Por Carolina Freitas e Juliana Henrik

A praia de Copacabana foi palco de um momento histórico para o carnaval carioca no feriado de São Sebastião. Na Fan Fest, evento promovido pela Rio Carnaval, 1.243 ritmistas se reuniram para formar a Maior Bateria do Mundo, marca que entrou oficialmente para o Guinness World Records. A superbateria foi composta por cerca de 105 ritmistas de cada uma das 12 escolas de samba do Grupo Especial, sob o comando coletivo de seus respectivos mestres de bateria. Mais do que um espetáculo sonoro, o feito simbolizou o reconhecimento internacional do trabalho dos ritmistas, considerados o coração das escolas de samba. A apresentação ainda contou com os shows de Belo e de Neguinho da Beija-Flor.

* Seja o primeiro a saber as notícias do carnaval! Clique aqui e siga o CARNAVALESCO no WhatsApp

bateria maior26 20
Fotos: Carolina Freitas e Juliana Henrik/CARNAVALESCO

O presidente da Liesa, Gabriel David, explicou que o projeto nasceu de um planejamento antigo e ganhou força no início deste ano, viabilizado por parcerias estratégicas.

“Essa ideia surgiu desde quando a gente começou com a história da Fan Fest. Já estudávamos o evento há alguns anos. Quando virou o ano, o João Mourinho, diretor Institucional da Liga, chegou e falou: ‘cara, é o ano de a gente fazer’. Já temos aderência comercial suficiente para poder realizar esse momento”, afirmou. Segundo ele, a iniciativa foi construída a várias mãos.

bateria maior26 19

“A gente se juntou com o Abel Gomes. Ele, é preciso reforçar sempre, é um dos maiores gênios da história do entretenimento brasileiro. E quando você junta muitas pessoas boas, apaixonadas pelo que fazem, apaixonadas pelas escolas de samba, surgem boas ideias”.

A partir disso, nasceu a proposta de quebrar um recorde mundial: “Em uma mesa, surgiu: vamos fazer uma grande bateria. O Abel já tinha feito um encontro de baterias lá atrás. Aí pensamos: vamos fazer a maior bateria. Qual é a maior bateria que tem no Guinness? Vamos fazer uma maior ainda e chamar o Guinness. E estamos aqui por causa disso”.

bateria maior26 1

Apesar de tudo, para Gabriel David, o maior valor do feito vai além do livro de recordes. “Eu fico feliz não pelo reconhecimento do Guinness, mas pelo reconhecimento das artes carnavalescas. Na posição em que eu estou, com toda a responsabilidade que o cargo traz, o maior prêmio é ver os artistas sendo reconhecidos. A Liga existe para defender os interesses deles e lutar pela representatividade”.

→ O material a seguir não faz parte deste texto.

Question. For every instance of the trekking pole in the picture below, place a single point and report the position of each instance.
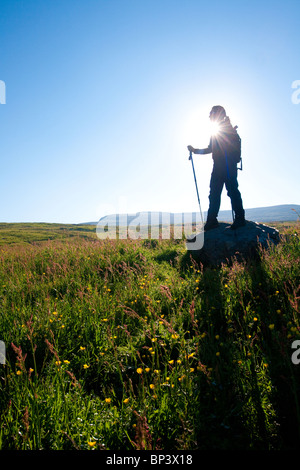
(191, 158)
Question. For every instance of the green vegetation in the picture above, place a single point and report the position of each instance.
(125, 345)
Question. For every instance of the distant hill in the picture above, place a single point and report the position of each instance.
(280, 213)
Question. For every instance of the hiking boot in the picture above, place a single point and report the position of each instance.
(238, 222)
(210, 224)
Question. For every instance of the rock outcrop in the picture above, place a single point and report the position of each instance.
(222, 245)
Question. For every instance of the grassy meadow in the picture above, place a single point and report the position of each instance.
(124, 345)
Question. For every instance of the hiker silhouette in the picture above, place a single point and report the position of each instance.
(223, 146)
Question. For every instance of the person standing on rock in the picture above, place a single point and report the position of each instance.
(225, 158)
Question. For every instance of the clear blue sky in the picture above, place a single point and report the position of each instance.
(103, 97)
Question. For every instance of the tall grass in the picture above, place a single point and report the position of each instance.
(126, 345)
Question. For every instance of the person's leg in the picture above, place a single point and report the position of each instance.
(216, 186)
(233, 192)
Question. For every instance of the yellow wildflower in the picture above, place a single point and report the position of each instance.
(92, 443)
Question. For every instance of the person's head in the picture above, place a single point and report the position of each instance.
(217, 113)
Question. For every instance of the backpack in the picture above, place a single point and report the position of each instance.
(235, 146)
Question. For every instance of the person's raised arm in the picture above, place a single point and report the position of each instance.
(200, 151)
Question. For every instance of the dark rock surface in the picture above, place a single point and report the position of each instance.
(222, 245)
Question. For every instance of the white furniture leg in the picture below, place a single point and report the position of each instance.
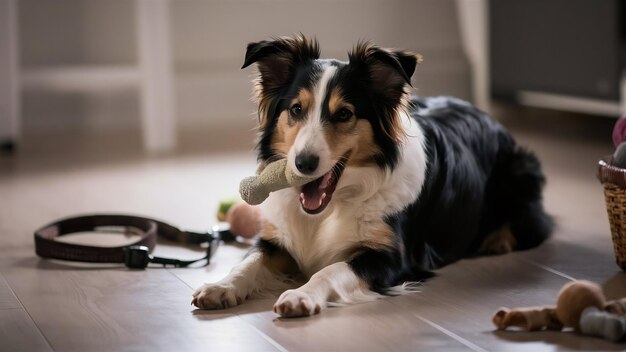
(9, 71)
(155, 64)
(474, 25)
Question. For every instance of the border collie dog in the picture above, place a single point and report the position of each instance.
(405, 185)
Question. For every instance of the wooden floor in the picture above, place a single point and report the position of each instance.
(47, 305)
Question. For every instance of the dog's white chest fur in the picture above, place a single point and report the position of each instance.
(364, 196)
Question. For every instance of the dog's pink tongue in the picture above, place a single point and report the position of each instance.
(313, 193)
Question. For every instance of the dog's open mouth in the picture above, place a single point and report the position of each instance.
(316, 195)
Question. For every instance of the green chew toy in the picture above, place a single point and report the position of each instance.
(276, 176)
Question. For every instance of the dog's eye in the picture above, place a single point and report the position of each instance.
(344, 114)
(295, 110)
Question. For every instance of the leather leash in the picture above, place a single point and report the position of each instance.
(135, 255)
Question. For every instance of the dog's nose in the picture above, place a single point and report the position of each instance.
(307, 163)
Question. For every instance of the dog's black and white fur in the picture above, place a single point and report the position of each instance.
(406, 185)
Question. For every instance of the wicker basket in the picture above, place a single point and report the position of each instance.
(614, 181)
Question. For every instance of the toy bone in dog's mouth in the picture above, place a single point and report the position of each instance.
(276, 176)
(316, 191)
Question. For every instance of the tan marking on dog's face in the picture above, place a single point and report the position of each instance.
(354, 135)
(268, 231)
(287, 128)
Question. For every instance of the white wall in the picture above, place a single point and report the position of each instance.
(209, 40)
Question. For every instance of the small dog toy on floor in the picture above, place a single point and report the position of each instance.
(580, 305)
(277, 175)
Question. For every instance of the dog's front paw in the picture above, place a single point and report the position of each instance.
(217, 296)
(295, 303)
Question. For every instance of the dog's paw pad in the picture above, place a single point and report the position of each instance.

O líder ainda destacou o impacto simbólico do recorde para todo o país. “Hoje, não são só esses 1.243 ritmistas que estavam aqui que são reconhecidos, são todos os ritmistas das escolas de samba espalhadas pelo país. Eles se sentem importantes, porque, se a gente tem um grande momento turístico no nosso país graças ao carnaval, isso é graças a todas as artes carnavalescas”.

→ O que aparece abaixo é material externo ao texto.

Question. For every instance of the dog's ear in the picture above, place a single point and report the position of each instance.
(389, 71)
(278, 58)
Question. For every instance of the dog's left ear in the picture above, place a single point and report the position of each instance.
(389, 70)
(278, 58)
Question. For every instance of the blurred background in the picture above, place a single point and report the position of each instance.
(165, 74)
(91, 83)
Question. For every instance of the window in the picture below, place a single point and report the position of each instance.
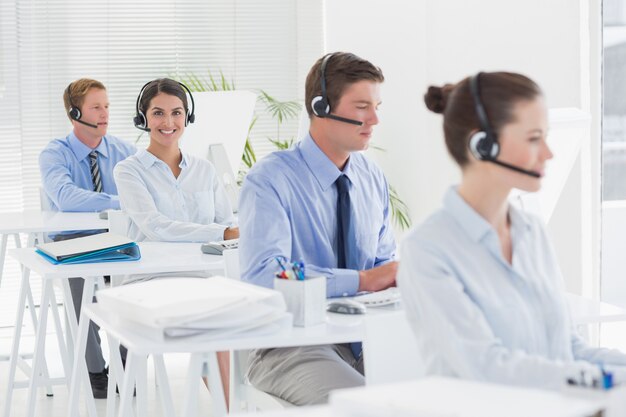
(267, 45)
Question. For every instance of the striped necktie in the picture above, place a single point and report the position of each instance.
(95, 172)
(346, 240)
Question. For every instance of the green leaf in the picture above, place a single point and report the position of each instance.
(399, 210)
(282, 144)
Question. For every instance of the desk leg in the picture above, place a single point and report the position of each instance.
(3, 252)
(216, 384)
(66, 359)
(17, 334)
(142, 385)
(116, 373)
(40, 347)
(70, 315)
(164, 385)
(79, 375)
(126, 390)
(194, 375)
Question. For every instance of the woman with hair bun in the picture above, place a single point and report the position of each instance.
(482, 286)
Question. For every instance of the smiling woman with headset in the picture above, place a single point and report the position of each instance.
(482, 285)
(169, 195)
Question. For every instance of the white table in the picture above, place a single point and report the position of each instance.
(156, 257)
(35, 223)
(587, 311)
(338, 328)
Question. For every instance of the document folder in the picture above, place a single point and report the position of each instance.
(103, 247)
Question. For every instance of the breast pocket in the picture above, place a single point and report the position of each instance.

Camila Borinsainz, adjudicadora oficial do Guinness World Records, falou sobre o recorde quebrado com um olhar analítico e, ao mesmo tempo, emocionado.

bateria maior26 2

“A emoção era evidente em todos. Posicionei-me na entrada, acompanhando a validação, a distribuição e o controle das pulseiras. Ver todos caminhando em direção a um objetivo comum, com a participação de 12 escolas e mestres, e 1.243 pessoas tocando simultaneamente, foi realmente grandioso. Inicialmente, imaginei que o número fosse inferior a 1.200, mas, para nossa surpresa, foram 1.243. Todas as pulseiras foram utilizadas. O acesso era restrito, com um espaço delimitado. Na entrada, distribuímos as pulseiras, uma por pessoa, e contabilizamos apenas aqueles que portavam seus instrumentos, pois este é um recorde de instrumentos de percussão brasileiros. A contagem foi feita à medida que as pessoas passavam com seus instrumentos. Acredito que seja muito especial, pois proporciona uma visibilidade autêntica do que é o carnaval”.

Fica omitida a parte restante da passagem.